Who needs food?

By Вen Li

I am not an 18-year-old girl entering university, but it doesn’t take one to recognize the poor quality of this book. Fighting the Freshman Fifteen tries to cover health, nutrition, psychology and cooking in an easy-to-read 180-page literary identity crisis. Redundancy, logical inconsistencies and a lack of focus sabotage a potentially competent book about not gaining 15 pounds in university.

Author and Registered Dietician Robyn Flipse starts by funneling every first-year female college student into one of nine caloric intake categories, but Flipse later acknowledges no two bodies are alike. She also denies the utility of the book, stating: "You can start by accepting your body exactly as it is… Once you feel good about yourself in your present size and shape, there’s little chance you’re going to get too upset if other people tell you otherwise."

Also included in the byline are Marisa and Marchelle Bradanini, whose less than insightful commentary and recipes are sprinkled throughout. Most of the 60 or so recipes are simply variations of a few different dishes. Even student leaders can make Power Toast–toasted wheat bread, peanut butter and cheese–but making thin slice jellied cranberry sauce may prove difficult without substantial culinary skill.

While they include caloric and food group information, both the recipes and the book lack nutritional content information about fat, vitamins, minerals, and essential amino acids–useful in avoiding nutrient deficiencies with the suggested diets. Further, the book is targeted at an American audience, referring to unfamiliar brands, products and units of measure, which Flipse repeatedly mixes to show calories generally increase with food quantity. Marchelle, however, sometimes misses even the obvious.

"After eating and drinking too much, I’d wake up feeling like a truck ran over my head. Then if I tried to go without eating for a day, I would splurge again later on. I finally realized that it wasn’t working," writes Marchelle, whose described social life largely consisted of ordering late-night pizza and uncontrolled consumption at fast food places.

Perhaps this book tries to create its own market by insulting the readers’ intelligence. Besides the obsession with how men undo diets, there’s guilt and self-depreciation, accented by the almost anorexic belly on the cover. The author also suggests lying to loved ones to control weight.

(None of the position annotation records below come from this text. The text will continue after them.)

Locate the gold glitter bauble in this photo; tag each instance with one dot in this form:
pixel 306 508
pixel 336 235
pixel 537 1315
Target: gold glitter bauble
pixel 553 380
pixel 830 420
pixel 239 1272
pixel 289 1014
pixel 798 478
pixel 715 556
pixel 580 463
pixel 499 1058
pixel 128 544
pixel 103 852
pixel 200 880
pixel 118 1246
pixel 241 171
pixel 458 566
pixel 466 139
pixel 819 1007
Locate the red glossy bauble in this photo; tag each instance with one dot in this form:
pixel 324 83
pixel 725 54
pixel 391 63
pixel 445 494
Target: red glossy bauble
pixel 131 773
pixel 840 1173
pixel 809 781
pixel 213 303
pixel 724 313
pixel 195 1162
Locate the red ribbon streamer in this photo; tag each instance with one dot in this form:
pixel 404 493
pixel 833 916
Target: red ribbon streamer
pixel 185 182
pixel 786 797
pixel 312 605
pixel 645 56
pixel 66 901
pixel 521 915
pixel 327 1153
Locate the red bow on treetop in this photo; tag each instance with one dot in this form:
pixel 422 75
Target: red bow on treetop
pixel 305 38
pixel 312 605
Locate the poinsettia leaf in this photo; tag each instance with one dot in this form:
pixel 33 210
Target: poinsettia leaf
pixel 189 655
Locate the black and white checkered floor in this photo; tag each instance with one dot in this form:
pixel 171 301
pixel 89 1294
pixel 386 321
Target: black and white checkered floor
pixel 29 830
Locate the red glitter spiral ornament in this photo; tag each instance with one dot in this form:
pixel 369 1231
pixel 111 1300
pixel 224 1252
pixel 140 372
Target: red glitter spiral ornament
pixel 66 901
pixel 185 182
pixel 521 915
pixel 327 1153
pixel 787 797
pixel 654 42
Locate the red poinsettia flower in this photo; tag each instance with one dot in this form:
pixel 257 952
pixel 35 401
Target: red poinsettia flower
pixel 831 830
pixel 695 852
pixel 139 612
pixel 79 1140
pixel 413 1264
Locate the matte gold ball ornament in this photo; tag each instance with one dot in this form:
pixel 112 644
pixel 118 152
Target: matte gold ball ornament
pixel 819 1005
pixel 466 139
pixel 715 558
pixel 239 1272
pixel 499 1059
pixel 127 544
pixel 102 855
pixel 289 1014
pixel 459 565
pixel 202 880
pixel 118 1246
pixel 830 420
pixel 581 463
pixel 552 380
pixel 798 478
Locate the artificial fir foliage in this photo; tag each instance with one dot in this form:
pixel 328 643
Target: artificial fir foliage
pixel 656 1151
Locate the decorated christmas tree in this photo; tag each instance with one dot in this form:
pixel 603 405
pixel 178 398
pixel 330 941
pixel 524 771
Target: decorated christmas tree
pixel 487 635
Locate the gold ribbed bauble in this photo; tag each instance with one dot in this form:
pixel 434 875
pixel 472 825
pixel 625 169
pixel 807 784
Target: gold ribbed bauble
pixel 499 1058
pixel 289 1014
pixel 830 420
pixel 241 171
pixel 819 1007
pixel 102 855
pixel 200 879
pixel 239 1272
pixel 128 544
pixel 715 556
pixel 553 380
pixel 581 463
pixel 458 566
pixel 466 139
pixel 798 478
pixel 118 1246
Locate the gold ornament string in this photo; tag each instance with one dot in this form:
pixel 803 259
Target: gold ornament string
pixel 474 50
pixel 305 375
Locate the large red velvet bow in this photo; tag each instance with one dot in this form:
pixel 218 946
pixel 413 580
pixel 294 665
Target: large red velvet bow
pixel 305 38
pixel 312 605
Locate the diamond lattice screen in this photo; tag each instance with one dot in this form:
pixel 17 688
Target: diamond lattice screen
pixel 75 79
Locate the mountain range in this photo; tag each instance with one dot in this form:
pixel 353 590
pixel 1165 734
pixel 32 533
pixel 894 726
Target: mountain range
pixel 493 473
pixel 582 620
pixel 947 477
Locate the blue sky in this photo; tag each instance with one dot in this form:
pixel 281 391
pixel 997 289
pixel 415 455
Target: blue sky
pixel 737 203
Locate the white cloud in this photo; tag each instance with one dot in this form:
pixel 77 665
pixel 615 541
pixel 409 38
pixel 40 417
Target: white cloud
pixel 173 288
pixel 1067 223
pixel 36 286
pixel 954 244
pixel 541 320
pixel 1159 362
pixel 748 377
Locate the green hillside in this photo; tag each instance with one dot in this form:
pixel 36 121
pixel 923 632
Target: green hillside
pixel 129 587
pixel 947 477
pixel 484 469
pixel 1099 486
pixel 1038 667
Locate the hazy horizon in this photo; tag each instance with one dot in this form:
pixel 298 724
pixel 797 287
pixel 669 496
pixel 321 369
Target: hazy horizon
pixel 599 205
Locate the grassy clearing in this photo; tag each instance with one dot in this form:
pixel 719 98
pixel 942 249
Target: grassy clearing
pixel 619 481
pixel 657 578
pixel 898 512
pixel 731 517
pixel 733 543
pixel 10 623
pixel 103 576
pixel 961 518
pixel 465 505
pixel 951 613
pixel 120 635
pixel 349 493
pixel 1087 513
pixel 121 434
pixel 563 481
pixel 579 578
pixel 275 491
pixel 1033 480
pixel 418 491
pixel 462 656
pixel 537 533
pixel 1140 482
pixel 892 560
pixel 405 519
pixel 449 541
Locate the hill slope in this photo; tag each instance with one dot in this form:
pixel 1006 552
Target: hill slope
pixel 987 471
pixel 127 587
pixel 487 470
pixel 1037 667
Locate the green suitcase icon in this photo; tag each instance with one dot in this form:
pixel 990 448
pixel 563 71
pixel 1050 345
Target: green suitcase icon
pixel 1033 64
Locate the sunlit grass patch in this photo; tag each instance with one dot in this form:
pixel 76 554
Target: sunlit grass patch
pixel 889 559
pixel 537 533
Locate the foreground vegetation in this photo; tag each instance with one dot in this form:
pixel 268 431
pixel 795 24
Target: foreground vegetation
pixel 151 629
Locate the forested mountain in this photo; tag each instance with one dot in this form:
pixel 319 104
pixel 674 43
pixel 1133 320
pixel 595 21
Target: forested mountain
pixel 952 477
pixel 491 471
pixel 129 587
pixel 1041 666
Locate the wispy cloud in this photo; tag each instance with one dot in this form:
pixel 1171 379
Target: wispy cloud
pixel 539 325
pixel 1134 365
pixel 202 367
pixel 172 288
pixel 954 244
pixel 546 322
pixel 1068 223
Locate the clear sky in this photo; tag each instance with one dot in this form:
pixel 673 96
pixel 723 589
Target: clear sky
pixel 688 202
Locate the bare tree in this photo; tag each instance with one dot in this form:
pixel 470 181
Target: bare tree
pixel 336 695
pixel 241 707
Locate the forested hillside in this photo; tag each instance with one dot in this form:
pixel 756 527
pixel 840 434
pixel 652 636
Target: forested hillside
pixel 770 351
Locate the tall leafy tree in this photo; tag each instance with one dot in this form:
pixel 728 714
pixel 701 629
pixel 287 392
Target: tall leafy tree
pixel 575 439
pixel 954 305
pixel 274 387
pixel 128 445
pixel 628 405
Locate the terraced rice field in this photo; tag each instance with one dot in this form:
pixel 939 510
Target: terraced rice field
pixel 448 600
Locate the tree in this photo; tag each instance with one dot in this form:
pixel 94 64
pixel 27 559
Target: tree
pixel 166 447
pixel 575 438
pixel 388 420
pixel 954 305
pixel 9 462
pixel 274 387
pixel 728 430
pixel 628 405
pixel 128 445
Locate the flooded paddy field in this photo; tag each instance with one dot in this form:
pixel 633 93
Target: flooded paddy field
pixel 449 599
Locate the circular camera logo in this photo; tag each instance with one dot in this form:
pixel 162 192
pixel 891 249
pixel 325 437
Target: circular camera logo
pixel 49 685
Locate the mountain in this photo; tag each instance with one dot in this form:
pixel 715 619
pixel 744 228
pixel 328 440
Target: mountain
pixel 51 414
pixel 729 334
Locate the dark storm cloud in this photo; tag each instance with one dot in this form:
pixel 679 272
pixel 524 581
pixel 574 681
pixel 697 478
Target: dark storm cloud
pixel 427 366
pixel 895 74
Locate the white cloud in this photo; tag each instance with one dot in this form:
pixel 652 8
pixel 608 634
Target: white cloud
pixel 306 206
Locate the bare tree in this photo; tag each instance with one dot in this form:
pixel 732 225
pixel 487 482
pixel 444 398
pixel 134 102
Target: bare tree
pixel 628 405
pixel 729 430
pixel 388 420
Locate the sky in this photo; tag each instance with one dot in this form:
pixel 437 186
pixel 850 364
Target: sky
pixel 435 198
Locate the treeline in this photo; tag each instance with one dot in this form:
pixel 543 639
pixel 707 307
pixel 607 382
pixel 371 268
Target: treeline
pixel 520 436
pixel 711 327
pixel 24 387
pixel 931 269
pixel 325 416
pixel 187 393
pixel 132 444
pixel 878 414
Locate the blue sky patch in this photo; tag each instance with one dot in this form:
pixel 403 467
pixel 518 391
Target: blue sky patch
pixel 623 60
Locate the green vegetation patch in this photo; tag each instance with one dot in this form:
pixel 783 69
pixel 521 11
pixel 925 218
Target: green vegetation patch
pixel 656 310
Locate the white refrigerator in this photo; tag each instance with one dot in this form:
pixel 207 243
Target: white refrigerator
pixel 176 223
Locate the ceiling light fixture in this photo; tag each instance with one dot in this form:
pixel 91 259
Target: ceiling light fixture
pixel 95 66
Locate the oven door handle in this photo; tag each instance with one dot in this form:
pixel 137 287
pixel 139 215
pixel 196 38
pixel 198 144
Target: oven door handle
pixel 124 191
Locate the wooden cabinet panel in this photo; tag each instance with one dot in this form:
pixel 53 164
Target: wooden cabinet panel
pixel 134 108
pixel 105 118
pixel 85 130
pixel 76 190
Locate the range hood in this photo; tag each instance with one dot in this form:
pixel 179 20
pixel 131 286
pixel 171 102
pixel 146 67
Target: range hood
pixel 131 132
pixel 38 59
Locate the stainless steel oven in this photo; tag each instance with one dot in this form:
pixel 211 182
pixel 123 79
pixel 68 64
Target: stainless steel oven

"If you… return home to cupboards full of your prepubescent fixations, like Twizzlers red licorice and Drake’s coffee cakes… you need to level with them [parents]. Tell them you are auditioning for a spot on the college debate team and a requirement is that you must fit into one of the existing blazers."

While it suggests ways to get the most healthy food out of a meal plan, the book also absurdly suggestions one can successfully build muscle, lose weight, finish puberty and remain mentally alert on 1,200 calories a day–about half of what both Health Canada and the U.S. Food and Drug Administration recommend. The emphasis on improving physical appearance over academic needs or health management is objectionable.

"I would arrange my schedule so all my classes were on Tuesdays and Thursdays, then I had plenty of time the other three days for some physical activity," says Marchelle. They acknowledge exercise is important but ignore fat and calorie-burning, muscle-building activities like walking a few kilometers a day carrying heavy texts.

The not-so-subtle intimation that follows–please men by micromanaging food intake because both partners will have a better time–make little sense.

"When he compares your body/appearance to a celebrity’s or supermodel’s [retort] ‘If I looked like that, I certainly wouldn’t be here with you.’"

In short, buy something else for $14.95. This self-classified work of "juvenile nonfiction" only aids weight loss by forcing readers to repeatedly exercise their heads against the wall out of frustration.